Bugün 6 Şubat… Asrın felaketinin üzerinden tam 2 yıl geçti. Sanki dün gibi hatırlatıyor kendisini. Malatya’daydım o gün. Gece saat 4.00 sularında yaşadığımız ilk sarsıntının ardından hepimiz bahçeye döküldük çil yavrusu gibi. Bir nev’i küçük kıyamet; dışarısı mahşer yeri gibi. Ama dedik ki, büyük sarsıntı geçti; daha ne olabilir ki? Hava da soğuk; lapa lapa kar yağıyor. Açık alan daha ne kadar mesken olabilir bize! Oturduğumuz binanın beşinci katına çıktık yeniden ve hayatımıza kaldığımız yerden devam edecektik güya. Büyük hata! Daha ve daha büyük yıkımın büyük habercisi, öğlen saatlerinde ‘ben daha gitmedim’ der gibi, zorla yeniden misafir etti kendisini. Ölüm gibi bir şeydi ama biz ölmedik o gün.

YIKIMIN GÖLGESİNDE

Yeniden sokaklardayız… Ne yapacağımızı bilmeden dört dönüyoruz şehrin sokaklarında. Az evvel dimdik ayakta gördüğümüz binaların yerinde yeller esiyor. Toz duman her yer ve her yer her yerde. İlginç olan şu ki; yapımı henüz bitmiş binalar dayanaksızca, aşağıya doğru bıraktı kendini. Sen yenisin kendine gel, diyemeden kimse.
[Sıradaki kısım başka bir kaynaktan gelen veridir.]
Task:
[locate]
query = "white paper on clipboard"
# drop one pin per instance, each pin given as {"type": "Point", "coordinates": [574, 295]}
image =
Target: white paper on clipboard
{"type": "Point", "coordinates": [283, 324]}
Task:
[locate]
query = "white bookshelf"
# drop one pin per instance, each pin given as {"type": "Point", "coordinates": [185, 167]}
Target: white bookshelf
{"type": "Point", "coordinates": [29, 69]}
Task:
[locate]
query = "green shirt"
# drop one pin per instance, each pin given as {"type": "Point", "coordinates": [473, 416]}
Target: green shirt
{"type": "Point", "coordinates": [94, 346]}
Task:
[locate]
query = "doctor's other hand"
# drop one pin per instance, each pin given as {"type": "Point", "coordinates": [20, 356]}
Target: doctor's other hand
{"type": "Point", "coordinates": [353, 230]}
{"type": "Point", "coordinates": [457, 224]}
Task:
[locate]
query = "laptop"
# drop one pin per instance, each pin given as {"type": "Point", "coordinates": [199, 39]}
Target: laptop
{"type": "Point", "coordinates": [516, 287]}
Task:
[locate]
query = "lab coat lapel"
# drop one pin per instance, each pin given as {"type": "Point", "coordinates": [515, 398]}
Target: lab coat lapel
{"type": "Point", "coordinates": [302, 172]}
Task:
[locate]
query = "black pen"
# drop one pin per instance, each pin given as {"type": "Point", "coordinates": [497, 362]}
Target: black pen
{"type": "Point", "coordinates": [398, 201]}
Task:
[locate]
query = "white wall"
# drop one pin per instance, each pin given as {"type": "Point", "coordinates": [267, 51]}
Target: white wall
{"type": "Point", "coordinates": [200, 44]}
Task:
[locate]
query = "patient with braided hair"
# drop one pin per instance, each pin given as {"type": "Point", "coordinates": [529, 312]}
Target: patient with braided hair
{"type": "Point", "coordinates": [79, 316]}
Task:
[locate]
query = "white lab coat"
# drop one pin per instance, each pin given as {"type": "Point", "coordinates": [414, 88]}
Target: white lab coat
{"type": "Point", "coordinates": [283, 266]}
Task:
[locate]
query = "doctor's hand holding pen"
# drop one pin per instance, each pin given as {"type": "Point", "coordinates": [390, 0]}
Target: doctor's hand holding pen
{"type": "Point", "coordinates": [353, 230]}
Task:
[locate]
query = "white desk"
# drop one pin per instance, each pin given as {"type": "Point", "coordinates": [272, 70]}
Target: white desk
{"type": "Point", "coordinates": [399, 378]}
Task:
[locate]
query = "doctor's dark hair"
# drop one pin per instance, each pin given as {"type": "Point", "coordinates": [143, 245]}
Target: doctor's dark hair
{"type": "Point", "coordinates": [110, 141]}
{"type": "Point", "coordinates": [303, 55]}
Herkes müteahhit olmamalı sözü yeniden aklımıza mıh gibi kazındı. Defalarca yaşanan facialardan ders almayan tüccarlar, bilmeden ama çok farkında olarak ‘binlerce’ insanın mezarını hazırlamışlar ya! Ders aldılarsa ne ala diyeceğim ama alınan bir dersin bedeli bu kadar ağır mı olmalıydı?

İHMALLERİN BEDELİ

Hayatta kalanlar, şehrin ölüm kokan atmosferinde hayata tutunmaya çalıştılar. Amansızca kira zammı konusunda, kiracısına zulmeden ev sahipleri, aynı ateşin başında kiracısıyla çay içip ısındı ve gelen yardımlara ortak oldu. Yine ders aldık mı? Sanmam. “Hafıza-ı beşer nisyan ile maluldür” sözü beşeriyetin vicdanını ortaya koyuyor her defasında. Unutuyoruz, illa bir facia, bir dram bize hatırlatsın insanlığımızı diye direniyoruz. Hepimiz ordaydık ve kimse kimseden üstün değildi o anda. Az önce zengindin ve 40 saniye sonra hiçbir şeyin yoktu. Az evvel hayatta olan kaç bin insan artık nefes almıyordu. Biraz önce devam eden yaşam, belirsiz bir zaman dilimince kesintiye uğramıştı.

İNSANLIK VE UNUTKANLIK

Deprem diye bir gerçek var evet; defaten soğuk, acımasız yüzünü gösteren. Ama ne kadar hazırız olası bir depreme? Binalarımız ne kadar sağlam, alınan önlemler ne kadar yeterli? Deprem bir doğal afet ama onu bir felakete dönüştüren insan ihmali. Bilim insanları yıllardır uyarıyor, uzmanlar güvenli yapılaşmanın önemini vurguluyor. Ama biz ders alıyor muyuz? Kaçımız yaşadığı binanın sağlamlığını sorguluyor, kaçımız bir deprem çantası hazırlamış durumda?

HAZIR MIYIZ?

Felaketler kaçınılmaz olabilir ama kayıpları en aza indirmek elimizde. Depreme dayanıklı şehirler inşa etmek, rantı değil insan hayatını öncelemek, kuralları kağıt üstünde bırakmayıp uygulamak zorundayız. Çünkü bir sonraki sarsıntıda hafızamızın nisyan ile malul olduğunu hatırlamak yerine, tedbirlerimizin hayat kurtardığını görmek istiyoruz.